Conservative Justice Neil Gorsuch, who was appointed to the High Court by President Donald Trump, wrote in the majority opinion, “An employer who fires an individual for being homosexual or transgender fires that person for traits or actions it would not have questioned in members of a different sex.  Sex plays a necessary and undisguisable role in the decision, exactly what Title VII forbids.”

Chief Justice John Roberts joined Gorsuch and the Court’s liberal Justices in writing that sex is a distinct characteristic, but it cannot be separated from the concepts of sexual orientation and gender identity.

Hoboken Councilman Mike DeFusco, who serves as Chairman of the Hudson County Democratic Organization’s LGBTQ+ Caucus that was founded twelve months ago, wrote in an email to Hudson TV this afternoon:

“Growing up I often felt different than many of the kids in my class, but it was when I first started my career in New York City about 15 years ago that I really thought about what it meant to be a gay man in the workforce. I remember questioning whether or not it was acceptable to be openly gay in the early 2000s because I was unsure how my employer would respond.
As time went by, it got easy being proud of who I am, but when I was first elected to the City Council I still struggled because sadly, I knew my sexuality was being used against me by those who I did not agree with politically.

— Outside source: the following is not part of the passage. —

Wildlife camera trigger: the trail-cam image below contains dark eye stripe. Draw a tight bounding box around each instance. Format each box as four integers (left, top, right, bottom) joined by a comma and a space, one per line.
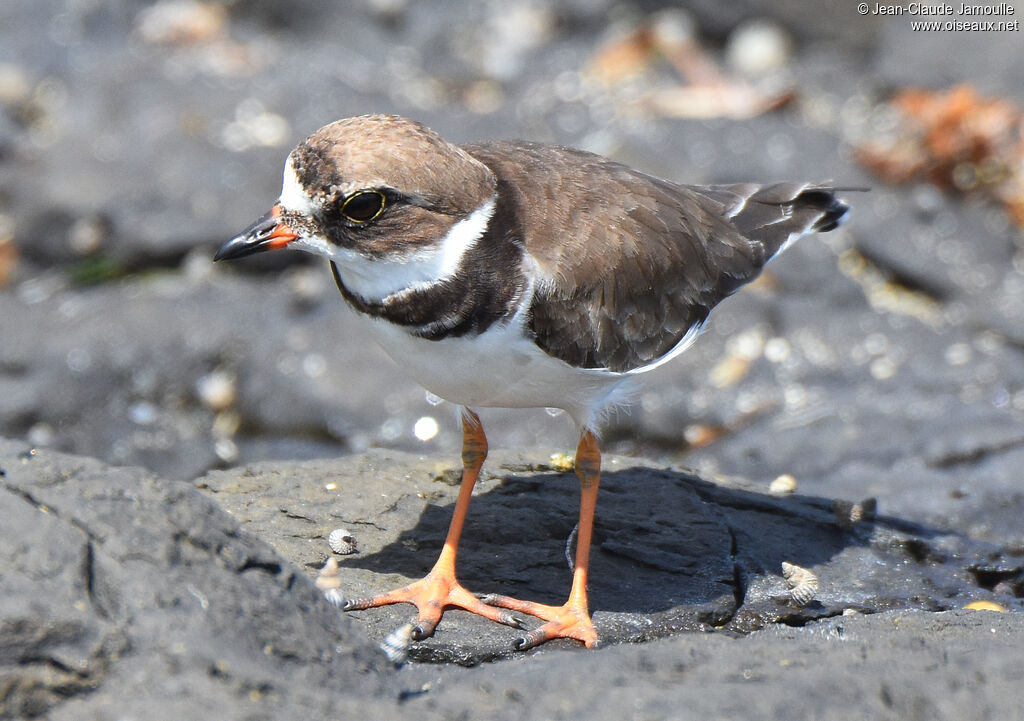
341, 190, 387, 223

It was four years ago when 49 young people were killed at an Orlando gay club that I knew I could no longer sit quietly and needed to use my platform as the first openly gay to hold municipal office in Hudson County to bring the change we needed to see in the world. And that’s exactly what I am proud we have done here in Hoboken, by earning consecutive perfect scores on the Human Rights Campaign Municipal Equality Index and creating a community where everyone should feel welcome and accepted.
Of course I’m still the subject of intolerant passive inferences, especially in politics, but I consider myself lucky to be able to confidently stand proud and fight for the equality and inclusivity we need. Unfortunately not everyone has felt this comfortable in their own skin, and that is exactly why today’s Supreme Court ruling is so desperately needed to protect individuals from feeling harassed or discriminated against for who they love. We still have progress to make, and as we continue to celebrate Pride Month, I think it’s important for each of us to reflect on this monumental day in history and what it means for our LGBTQ+ brothers and sisters.”

Hudson County Clerk E. Junior Maldonado, who also is a member of the LGBTQ community, said in an email to Hudson TV, “I’m ecstatic over today’s decision by the Supreme Court. LGBTQ people have worked tirelessly to gain this type of protection and deserve equal treatment in all workplaces. This decision solidifies the fact that federal law protects their right to equality when it comes to workplace protection for all.”

Today’s ruling by the United States Supreme Court is the most significant ruling for the LGBTQ community since the 2015 decision legalizing same-sex marriage.  Prior to today’s ruling, employment discrimination against the LGBTQ community was still “technically” legal in much of the country, as less than 50 percent of the states have laws on the books prohibiting such job discrimination.

There are an estimated 8 million openly LGBTQ employees in the United States.